In many ways, week 3 was an exploration of the human condition and how, as social workers, we understand, approach and resolve questions relating to abuse and neglect in relationships.

More than a dozen experts by experience joined us this week, who shared their knowledge of interpersonal violence, abuse and neglect from the perspectives of both parents and children.

On Monday, Briony Williamson and Judith Vickress of SafeLives introduced participants to the topic of domestic abuse with a comprehensive lecture. After the lecture, women from the Mothers Apart from their Children project in Huddersfield generously shared their stories and wisdom with participants in small seminar groups, creating an environment for open and honest conversations about social work practice. This provided a unique perspective of domestic abuse and mothers’ experiences of social work, bringing the theoretical and research framework to life.

Following this introduction, grounded in the lived experiences of parents, to a key area of knowledge for child and family social work, participants were then introduced to the ways that research, professional judgement and strengths-based approaches are employed to think about harm and future risk to children. Reflecting on their learning from Monday, participants examined in detail the cognitive and organisational biases that can influence risk assessment when working with the emotive realities so powerfully shared by Mothers Apart from their Children.

On Wednesday, in small seminar groups, participants explored their own relationships to risk and certainty and began to grapple with the complexities of predicting future outcomes. They were introduced to systemic formulation and progressive hypothesising as an underpinning framework for social work assessment on the Frontline programme, and began to shape an assessment interview from their working hypotheses.

In the latter half of the week, participants explored the complex territory of child sexual abuse and again confronted the complexities of the human condition. A challenging lecture by Alison Domakin, Principal Practice Tutor, opened the day. She asked participants to look in detail at the contexts and experiences of sexual abuse. Joined again by experts by experience, participants were invited not just to consider the immediate experience of abuse but the lifelong consequences, and crucially the journey to healing and restored power. Kev Curran’s work as Director of Inspired Youth made clear the importance of continuing work with survivors of abuse and the power of storytelling. To find out more about how Inspired Youth embraces creativity as a vehicle to give young people a platform to have their voices heard, check out their website.

This led beautifully into Friday, and a chance to end the week with an exploration of strengths, hope and resilience. Kicking off the day with a keynote lecture from Head of West Midlands Region, Lisa Hackett, we looked critically at our approach to working with parents and how our relational positioning can oppress or empower.

Parental resistance – is it a sign of denial or is it resilience? This is not an easy question, but essential to ask, and it was movingly illustrated by peer mentors from the Trevi House Aftercare Programme. Mel, Tash, Shanny and Helen joined us for the day, sharing their experiences of social workers, statutory assessment and intervention for better or worse. Participants and tutors alike had to take a hard look at how social workers are approaching parents and were reminded of the importance of dignity and respect in all social work relationships.
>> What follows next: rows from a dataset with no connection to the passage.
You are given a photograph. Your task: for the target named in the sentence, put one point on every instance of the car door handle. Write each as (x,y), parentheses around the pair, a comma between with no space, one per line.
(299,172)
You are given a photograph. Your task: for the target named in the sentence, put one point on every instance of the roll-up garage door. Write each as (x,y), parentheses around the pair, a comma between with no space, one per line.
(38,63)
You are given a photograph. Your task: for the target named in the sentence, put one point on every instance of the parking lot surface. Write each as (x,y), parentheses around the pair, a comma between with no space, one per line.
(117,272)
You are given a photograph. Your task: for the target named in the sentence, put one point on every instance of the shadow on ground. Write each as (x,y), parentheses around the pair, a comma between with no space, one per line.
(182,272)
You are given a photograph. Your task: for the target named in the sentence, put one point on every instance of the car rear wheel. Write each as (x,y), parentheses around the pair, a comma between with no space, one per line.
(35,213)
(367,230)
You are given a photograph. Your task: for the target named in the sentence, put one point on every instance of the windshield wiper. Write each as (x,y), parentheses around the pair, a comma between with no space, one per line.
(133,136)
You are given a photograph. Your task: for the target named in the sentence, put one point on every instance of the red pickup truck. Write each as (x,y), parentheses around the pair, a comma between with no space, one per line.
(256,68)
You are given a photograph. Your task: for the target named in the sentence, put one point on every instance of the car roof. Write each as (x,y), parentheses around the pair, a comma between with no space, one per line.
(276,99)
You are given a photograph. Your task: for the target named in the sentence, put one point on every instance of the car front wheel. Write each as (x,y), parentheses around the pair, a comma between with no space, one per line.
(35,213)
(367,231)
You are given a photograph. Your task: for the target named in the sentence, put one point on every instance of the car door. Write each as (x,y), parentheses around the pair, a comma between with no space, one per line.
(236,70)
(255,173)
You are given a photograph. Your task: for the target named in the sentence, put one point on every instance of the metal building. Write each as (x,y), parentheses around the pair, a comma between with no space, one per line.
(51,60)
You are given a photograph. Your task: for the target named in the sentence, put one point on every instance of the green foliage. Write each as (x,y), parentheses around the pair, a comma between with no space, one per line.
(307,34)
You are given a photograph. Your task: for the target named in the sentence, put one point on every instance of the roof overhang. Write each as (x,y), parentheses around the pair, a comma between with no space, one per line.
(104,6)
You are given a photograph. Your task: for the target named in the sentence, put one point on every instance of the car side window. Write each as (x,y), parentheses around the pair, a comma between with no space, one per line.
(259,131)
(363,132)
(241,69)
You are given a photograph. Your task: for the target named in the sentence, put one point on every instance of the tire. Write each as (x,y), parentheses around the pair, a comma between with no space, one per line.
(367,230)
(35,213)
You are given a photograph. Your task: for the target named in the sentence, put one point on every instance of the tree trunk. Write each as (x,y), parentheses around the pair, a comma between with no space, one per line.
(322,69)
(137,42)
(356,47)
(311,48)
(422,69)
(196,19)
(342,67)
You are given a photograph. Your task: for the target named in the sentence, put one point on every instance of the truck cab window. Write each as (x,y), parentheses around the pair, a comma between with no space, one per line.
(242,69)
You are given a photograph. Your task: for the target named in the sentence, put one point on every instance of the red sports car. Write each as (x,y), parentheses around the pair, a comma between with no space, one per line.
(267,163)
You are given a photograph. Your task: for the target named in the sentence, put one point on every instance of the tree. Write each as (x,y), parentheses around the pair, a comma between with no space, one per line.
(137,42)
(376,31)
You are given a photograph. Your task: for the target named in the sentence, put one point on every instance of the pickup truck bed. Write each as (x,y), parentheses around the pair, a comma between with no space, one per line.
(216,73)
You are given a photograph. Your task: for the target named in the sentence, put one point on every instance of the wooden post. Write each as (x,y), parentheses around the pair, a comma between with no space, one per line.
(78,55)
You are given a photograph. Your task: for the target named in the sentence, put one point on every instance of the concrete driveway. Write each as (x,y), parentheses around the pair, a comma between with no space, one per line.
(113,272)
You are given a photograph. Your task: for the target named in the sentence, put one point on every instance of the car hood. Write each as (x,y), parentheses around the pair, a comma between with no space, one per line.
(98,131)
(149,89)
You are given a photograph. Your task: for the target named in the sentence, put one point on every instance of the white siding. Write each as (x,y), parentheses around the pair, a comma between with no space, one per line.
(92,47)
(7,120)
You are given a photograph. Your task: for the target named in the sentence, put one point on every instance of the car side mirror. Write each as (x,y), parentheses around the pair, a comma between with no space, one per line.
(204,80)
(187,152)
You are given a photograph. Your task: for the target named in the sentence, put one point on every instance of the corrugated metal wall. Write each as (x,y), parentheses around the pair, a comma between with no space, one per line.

Participants considered what a strengths-based assessment looks like and in small group seminars each woman shared her story and the difference that hope made to them and their children.

After an intellectually and emotionally demanding week, Dr Louise Grant, Head of Academic Studies, led a playful, energising and research-informed plenary on resilience and the need to put on our own oxygen masks before helping others. We all left the week exhausted but also energised and enthused with the possibility of the future.